Hitachi to suspend Russia operations but silent on link to Ukraine request


FILE PHOTO: A Hitachi logo is pictured on the side of a building in Tokyo October 27, 2012. Japan
FILE PHOTO: A Hitachi logo is pictured on the side of a building in Tokyo October 27, 2012. Japan’s Hitachi Ltd posted a weaker-than-expected operating profit for the July-September quarter on Tuesday, down 15.4 percent on the year among declining sales in China and a sputtering recovery in Europe. REUTERS/Toru Hanai (JAPAN - Tags: BUSINESS LOGO)

TOKYO (Reuters) -Japan’s Hitachi said on Thursday it would suspend operations in Russia but stopped short of linking the decision to Ukrainian pressure, spotlighting the difficulty many firms find in striking a balance between business and reputational risk.

The Japanese conglomerate’s decision came two days after Ukrainian Vice Prime Minister Mykhailo Fedorov urged the suspension in a tweet, to which he attached an image of his letter to Hitachi CEO Toshiaki Higashihara.

Hitachi, which produces and sells construction machinery in Russia, said in a statement it would stop exports and cease most operations in the country except for vital electrical power facilities. It made no mention of any communication with the Ukrainian government.

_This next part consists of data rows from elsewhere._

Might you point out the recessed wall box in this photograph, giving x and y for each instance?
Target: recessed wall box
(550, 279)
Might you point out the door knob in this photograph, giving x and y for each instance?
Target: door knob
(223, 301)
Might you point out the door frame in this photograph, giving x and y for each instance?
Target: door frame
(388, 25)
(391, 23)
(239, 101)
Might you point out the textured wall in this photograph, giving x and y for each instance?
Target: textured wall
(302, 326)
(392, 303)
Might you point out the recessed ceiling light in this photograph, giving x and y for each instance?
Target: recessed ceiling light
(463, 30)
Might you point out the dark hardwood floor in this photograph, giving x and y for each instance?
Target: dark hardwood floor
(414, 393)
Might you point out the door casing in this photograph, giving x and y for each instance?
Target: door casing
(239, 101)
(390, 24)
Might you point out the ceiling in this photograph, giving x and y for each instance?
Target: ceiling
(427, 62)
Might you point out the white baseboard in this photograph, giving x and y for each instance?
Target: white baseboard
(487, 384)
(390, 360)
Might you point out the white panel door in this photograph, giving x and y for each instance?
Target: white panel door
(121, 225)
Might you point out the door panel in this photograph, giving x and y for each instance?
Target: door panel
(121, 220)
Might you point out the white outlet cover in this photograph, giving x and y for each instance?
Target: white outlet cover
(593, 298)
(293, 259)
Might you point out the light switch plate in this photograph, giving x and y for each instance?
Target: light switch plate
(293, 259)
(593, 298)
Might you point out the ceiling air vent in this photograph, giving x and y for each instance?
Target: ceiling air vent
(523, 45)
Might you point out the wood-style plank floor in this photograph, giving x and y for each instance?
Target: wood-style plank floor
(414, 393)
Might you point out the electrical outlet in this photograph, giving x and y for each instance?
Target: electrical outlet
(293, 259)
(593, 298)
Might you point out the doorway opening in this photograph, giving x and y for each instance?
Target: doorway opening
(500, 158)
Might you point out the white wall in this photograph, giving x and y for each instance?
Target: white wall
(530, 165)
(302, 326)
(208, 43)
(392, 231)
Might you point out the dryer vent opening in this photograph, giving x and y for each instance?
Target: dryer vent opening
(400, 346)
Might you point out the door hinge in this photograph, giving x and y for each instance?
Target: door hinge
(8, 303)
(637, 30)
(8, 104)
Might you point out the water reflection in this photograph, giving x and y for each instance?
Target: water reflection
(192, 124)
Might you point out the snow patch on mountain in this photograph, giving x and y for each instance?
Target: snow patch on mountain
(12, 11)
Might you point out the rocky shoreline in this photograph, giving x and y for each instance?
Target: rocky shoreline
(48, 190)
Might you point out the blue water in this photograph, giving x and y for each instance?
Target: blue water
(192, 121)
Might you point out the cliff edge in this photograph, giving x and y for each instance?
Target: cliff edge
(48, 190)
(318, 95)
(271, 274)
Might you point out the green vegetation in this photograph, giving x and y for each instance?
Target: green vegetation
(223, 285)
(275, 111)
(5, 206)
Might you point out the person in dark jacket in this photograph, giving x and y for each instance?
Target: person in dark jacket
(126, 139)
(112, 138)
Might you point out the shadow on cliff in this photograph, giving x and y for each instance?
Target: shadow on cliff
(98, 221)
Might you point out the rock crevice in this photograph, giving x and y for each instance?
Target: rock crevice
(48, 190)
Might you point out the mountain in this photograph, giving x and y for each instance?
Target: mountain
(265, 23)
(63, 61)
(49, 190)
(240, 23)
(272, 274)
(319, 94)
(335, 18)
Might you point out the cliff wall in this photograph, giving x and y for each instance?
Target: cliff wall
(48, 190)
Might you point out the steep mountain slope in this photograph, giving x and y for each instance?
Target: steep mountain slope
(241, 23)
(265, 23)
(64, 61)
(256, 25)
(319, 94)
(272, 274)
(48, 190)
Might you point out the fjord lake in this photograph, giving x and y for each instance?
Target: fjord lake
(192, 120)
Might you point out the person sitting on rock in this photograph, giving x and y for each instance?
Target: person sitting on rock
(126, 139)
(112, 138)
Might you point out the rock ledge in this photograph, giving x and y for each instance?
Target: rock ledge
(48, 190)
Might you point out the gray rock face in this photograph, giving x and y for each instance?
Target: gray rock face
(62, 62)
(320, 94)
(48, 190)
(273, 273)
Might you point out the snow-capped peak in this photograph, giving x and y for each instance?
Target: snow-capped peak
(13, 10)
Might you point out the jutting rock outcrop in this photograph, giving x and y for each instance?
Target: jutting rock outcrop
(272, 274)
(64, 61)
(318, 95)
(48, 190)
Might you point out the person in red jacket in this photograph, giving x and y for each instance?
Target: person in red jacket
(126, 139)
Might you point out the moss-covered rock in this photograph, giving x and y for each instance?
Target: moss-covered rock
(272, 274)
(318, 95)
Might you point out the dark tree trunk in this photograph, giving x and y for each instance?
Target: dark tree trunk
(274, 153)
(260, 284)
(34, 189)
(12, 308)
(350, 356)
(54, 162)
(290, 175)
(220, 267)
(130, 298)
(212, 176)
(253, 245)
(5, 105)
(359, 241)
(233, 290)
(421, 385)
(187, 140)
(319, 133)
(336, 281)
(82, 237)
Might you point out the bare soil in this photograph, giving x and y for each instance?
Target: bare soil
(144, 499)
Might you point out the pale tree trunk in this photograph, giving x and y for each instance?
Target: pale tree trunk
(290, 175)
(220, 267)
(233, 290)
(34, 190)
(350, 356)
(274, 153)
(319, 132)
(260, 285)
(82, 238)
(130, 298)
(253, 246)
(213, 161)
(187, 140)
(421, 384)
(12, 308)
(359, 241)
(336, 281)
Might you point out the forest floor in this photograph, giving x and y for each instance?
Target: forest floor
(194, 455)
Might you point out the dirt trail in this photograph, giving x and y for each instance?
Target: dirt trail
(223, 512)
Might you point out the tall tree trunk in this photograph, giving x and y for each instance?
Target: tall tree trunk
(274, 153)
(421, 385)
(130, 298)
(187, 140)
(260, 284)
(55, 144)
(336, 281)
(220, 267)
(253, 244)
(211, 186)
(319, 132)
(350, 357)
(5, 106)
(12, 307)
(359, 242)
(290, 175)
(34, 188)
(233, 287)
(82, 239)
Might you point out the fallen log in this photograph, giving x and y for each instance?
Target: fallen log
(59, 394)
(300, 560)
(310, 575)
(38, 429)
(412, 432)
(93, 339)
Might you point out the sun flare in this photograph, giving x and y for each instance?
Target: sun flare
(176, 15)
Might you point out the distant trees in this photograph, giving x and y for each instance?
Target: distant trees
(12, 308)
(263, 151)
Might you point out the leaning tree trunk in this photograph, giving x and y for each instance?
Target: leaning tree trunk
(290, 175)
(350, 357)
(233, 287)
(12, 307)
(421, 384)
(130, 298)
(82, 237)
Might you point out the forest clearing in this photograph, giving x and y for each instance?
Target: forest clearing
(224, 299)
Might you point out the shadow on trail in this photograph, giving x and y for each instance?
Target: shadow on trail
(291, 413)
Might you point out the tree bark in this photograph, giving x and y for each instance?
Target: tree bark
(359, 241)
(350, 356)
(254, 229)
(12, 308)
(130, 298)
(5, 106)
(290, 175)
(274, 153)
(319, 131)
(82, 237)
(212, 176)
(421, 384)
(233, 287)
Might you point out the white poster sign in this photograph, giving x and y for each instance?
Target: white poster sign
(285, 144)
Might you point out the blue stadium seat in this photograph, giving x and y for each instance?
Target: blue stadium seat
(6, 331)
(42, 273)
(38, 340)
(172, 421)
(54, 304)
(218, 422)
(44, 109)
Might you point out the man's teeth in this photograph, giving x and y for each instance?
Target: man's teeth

“We took multiple factors including the supply chain situation into account when we came to the decision,” a spokesperson for Hitachi told Reuters.

The spokesperson did not confirm whether the company had received the letter from Fedorov, but acknowledged that Hitachi had been addressed by his account on Twitter.

“I urge (Hitachi) to stop supplying products and providing services in Russia when their tanks and missiles kill peaceful Ukrainians,” Fedorov’s tweet read.

The Ukrainian embassy in Japan could not be immediately reached for comment.

Japanese executives privately say they are worried about the reputational risk of not taking a political stance against Russia’s actions in Ukraine as many cite logistical reasons for suspending work in the country.